Summer of 85 (2020)
6/10
Été 85 - François Ozon's teen love story
17 April 2022
Warning: Spoilers
François Ozon is one of the new auteurs of French cinema. True to the spirit of his predecessors, especially Truffaut, he also deals with adolescence in some of his films. "Été 85", one of his latest works, is also the one in which teenagers play the most important role. It is a film full of nostalgia, that perfectly complements what seems to be a teen romance like no other.

In 1985, two teenagers, Alexis and Dave meet. The former's ships has capsized and so he needs to be rescued. The brave David comes and saves him. Not only from drowning, but also from lowliness. For, Alexis does not love girls. His preference lies more to men. This may sound completely normal today, but for the society of the time, it was something unacceptable. And so, the two heroes hide their love from everyone but an Englishwoman , Katy, who has come in France as an au pair. Unfortunately, luck is not on their side. David dies in a twist of faith. And now, Alexis has to decide whether he will fulfill the promise he gave his friend whilst he was alive: to dance on his grave.

Ozon's film is as much about gay love as it is about how the latter transcends death. Alexis and Dave truly love each other, and this shows. With "Été 85", Ozon essentially deconstructs the feeling of famous 80's films, and puts them in a different spectrum.

In France during that time, homosexuality was a taboo topic. Because of that, the cinema didn't dare explore it. Instead, the spectators were offered stories of heterosexual, middle class teenagers searching for love in the opposite sex. For this reason, when David puts the headphones of a Walkman in Alexis's ears, this is not only a tribute to cult teenage film "La Boum" (1980), of which Ozon is an admirer, but also an interesting revision of the film, since for the first time, it becomes the story of people marginalised at the time of its release. Such a scene serves to show that am age now beloved also had a lot of faults, with the homosexuals of the generation that grew up back then having the chance to see their own stories on screen only forty years later.

The quite bizarre fixation of the characters on death also serves as a contradiction of the French 80's teen film tradition, in which the topic was either nonexistent, or treated more as something only implied and almost never shown on screen. By having the hero see his dead lover's corpse, Ozon takes advantage not only of the shock factor of the scene, but also of the fact that such a scene would have been deemed outrageous by the audience of the day. Only actors of the new generation could successfully pull out such a sequence, in which death is perceived not as much as a taboo, but rather a natural fact of life.

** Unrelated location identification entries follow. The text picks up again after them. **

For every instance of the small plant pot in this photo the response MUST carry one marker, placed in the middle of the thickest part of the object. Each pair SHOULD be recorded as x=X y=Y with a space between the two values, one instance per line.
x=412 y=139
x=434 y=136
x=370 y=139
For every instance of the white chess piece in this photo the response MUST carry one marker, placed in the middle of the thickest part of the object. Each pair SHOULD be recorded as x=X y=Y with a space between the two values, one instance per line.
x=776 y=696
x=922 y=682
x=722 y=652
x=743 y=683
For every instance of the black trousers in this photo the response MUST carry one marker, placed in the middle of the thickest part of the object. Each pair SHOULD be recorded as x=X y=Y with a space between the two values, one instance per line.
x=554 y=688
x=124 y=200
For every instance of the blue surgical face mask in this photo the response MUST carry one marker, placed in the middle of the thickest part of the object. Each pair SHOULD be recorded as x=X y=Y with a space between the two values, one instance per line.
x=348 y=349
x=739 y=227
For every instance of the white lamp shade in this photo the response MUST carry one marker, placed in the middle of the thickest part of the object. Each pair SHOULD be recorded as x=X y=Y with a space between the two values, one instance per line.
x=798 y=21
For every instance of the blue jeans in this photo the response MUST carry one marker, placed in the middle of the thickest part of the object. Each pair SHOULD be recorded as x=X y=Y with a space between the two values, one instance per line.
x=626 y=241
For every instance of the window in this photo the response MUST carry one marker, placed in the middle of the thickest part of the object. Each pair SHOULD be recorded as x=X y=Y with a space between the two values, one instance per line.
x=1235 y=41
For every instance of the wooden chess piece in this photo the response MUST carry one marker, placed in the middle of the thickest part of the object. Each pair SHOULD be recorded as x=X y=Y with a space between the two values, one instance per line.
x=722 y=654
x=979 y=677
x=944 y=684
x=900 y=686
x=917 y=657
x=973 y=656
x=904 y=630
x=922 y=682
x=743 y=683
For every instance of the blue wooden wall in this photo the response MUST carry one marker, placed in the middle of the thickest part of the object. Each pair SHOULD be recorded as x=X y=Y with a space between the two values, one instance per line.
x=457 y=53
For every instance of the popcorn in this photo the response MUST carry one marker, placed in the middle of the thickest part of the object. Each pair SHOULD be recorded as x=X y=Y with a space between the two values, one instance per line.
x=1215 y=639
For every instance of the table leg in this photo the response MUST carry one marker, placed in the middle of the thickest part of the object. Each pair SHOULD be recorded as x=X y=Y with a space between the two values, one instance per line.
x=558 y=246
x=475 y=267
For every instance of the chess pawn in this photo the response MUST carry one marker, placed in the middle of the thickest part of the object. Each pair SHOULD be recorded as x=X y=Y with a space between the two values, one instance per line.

Not only does the film examine the 80's, it also embraces the decade. The soundtrack is fully composed of hits of the time, with The Cure, Raf and many more artists transporting the viewers to this neon-lit, glamorous age. It is as if the director took an episode of the chart show "Top 50" and put it in the film. Marc Toesca would have been proud.

The film is truly no commercial feature. It is an auteur film, one that dares to address sensitive topics with honesty, with a plot that sometimes feels more like material for philosophical discussion than the story of a film. It is a movie that takes a beloved decade and its film culture and turns it upside down. Nevertheless, "Été 85" succeeds in its goal: to show the other side of an allegedly innocent and fun time, while also embracing its carelessness. It's the two aspects of an age in one film. In the summer of 85, both of them were made clear.